Here are a few more ways you can support your daughter:
- Help your daughter start to plan for the future.
- Encourage her to be part of family decision-making.
- Show interest in her friends, school, and activities.
- Set limits on the use of phones, devices, and social media. Talk about what happens if the rules are broken.
- Teach your daughter how to say no. Make sure she knows what to do if she is offered drugs or pressured to have sex. Let her know you are a phone call or text away if she wants to leave a party or other gathering; if she feels uncomfortable, she is not obligated to stay.

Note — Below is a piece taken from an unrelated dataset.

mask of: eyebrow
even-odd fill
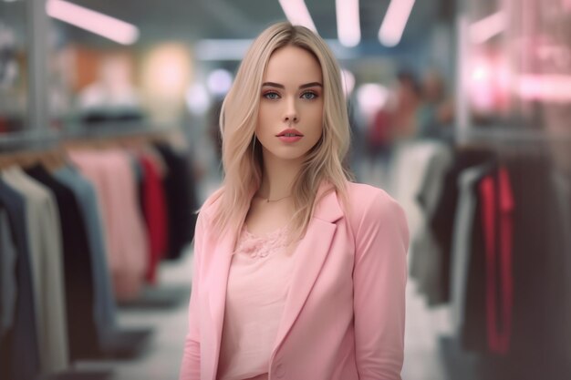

- Encourage her to volunteer and care about others.
- Respect her privacy.
Help Your Girl Stay Healthy
The 5, 4, 3, 2, 1 rule is a good one to follow. Every day she should get: five servings of fruits/vegetables, four glasses of water, three servings of dairy, 2 hours of screen time, and 1 hour of physical activity.
Pay attention to warning signs of suicide. Take action if your daughter:
- Talks about suicide or death
- Talks about not being around in the future
- Gives away things she loves
- Has tried suicide before
If you think she may try suicide, don’t leave your daughter alone. Get help right away.
Your 15-year-old is a blessing and a challenge. Stay close to her and help her through this important time in her life, and yours.